What is the show about?
I talk a lot about how I’ve had to open up and accept a lot of change. Starting up a career as a doctor and all the new responsibilities I have to take on, leaving home - I now live in Birmingham. New city, independence.
Also, because it’s my debut year it’s like a collection of all of the best material I’ve written since I started gigging and it’s a broad enough title that allows me to pull together the best of what I have.
How long have you been working on this year’s show for?
I’d say probably for the last year-and-a-half or so. They say that from the day you start gigging to your debut that’s how long you start prepping it. When I was coming to the end of medical school and had my final exams, I’d put comedy on hold and then when I finished the exams I moved to Birmingham and started work I found it all rather intense so I ended up not doing any stand up for almost two years.
Then I picked up a pen and starting writing, starts gigging again and then gradually building and building to my debut.
How have the previews been going?
I’ve done a couple in London, a couple in Brum and one in Bristol coming up. So far so good. I think with every preview the show changes a lot which is good and bad. Good because it prompts rethinking and rejigging and making things tighter. But at the same time, with every little tweak it almost feels like a different show.
It’s constantly getting better with every preview. It’s the right way to go.
How are you finding filling the Edinburgh hour?
It’s definitely a challenge. Having an hour of material that you think is funny enough to entertain people, trying to structure it into a set that flows. Trying to remember it all!
I’ve definitely found it to be a big challenge, but I’ve been a fan of stand up for a while and I’ve watched a lot of debut Edinburgh shows and I like the challenge and opportunity to do that myself.
What came first for you?
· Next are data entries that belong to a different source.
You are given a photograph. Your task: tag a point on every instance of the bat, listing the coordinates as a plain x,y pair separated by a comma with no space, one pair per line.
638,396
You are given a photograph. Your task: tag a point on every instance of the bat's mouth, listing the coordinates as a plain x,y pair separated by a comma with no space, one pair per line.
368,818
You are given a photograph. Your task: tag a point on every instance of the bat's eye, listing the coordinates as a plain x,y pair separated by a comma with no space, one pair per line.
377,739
Was it the desire to become a Junior Doctor or the desire to be a comedian?
I actually got into comedy well before pursuing medicine. My first ever gig was when I was 16/17 back at sixth form. A friend dared me to do some stand up at a talent show. Medicine has always been in the back burner I guess because my dad’s a Doctor, my mum’s a former Nurse and now a Medical Secretary and my little brother has recently just got into medicine so we’re quite a medical house.
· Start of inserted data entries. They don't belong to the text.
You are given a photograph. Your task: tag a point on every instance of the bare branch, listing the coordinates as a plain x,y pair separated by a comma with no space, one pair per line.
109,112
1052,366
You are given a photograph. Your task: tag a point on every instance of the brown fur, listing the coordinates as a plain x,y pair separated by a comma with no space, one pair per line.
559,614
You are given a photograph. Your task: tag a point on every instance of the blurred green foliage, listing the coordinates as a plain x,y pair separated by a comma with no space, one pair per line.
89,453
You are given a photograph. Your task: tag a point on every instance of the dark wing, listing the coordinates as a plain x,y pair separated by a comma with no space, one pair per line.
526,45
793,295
I think medicine was always a possibility but stand up definitely came first in that I started that first. I was lucky enough to go to medical school in London which made doing comedy whilst studying fairly easy because I was right in the middle of the city so I could just do the two.
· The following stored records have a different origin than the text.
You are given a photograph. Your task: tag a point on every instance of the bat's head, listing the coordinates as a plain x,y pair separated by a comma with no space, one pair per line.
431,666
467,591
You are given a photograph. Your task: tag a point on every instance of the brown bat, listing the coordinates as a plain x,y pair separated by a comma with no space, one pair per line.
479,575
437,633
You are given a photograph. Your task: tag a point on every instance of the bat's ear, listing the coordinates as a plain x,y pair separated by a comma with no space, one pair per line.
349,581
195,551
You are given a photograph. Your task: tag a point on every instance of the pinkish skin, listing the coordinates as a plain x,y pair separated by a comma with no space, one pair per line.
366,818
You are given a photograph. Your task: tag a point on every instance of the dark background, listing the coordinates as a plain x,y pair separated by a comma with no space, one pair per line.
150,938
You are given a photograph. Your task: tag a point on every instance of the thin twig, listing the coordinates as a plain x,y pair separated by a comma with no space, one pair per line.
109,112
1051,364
Had I gone to med school further away, I’m not sure how it would have gone with comedy.Things have just worked out for me where I’ve been able to keep both going for a while.
What are you most looking forward to about the Fringe this year?
I’ve gone up in the past for a week or two here and there, but by doing the full run I’m looking forward to coming back from the Fringe a better performer. I’m looking forward to how much I’ll develop after performing every night of the run and the extra spots I’lll pick up along the way.
One of the downsides on splitting time between medicine and stand up is that, you do your best when you’re on stage, but you always feel like you’re not fully committing yourself to it. I can’t expect myself to progress or be as slick as other comics. You get out what you put in and a lot of the time I can’t put in as much as I’d like to.
I’m looking forward to having the full month at the Fringe to fully commit myself, get better and develop. I’m also looking forward to realising more of my potential.
Outside of the Fringe, what are you working on?
I really enjoy writing and performing and at the moment I’ve got the attitude that if I do what I do to the best of my ability, opportunities will come. I’d love to write for TV. I’m keeping options open!
Finally, how would you sum up your show in just five words?
Laid-back. Intelligent. Silly. Warm. Unique.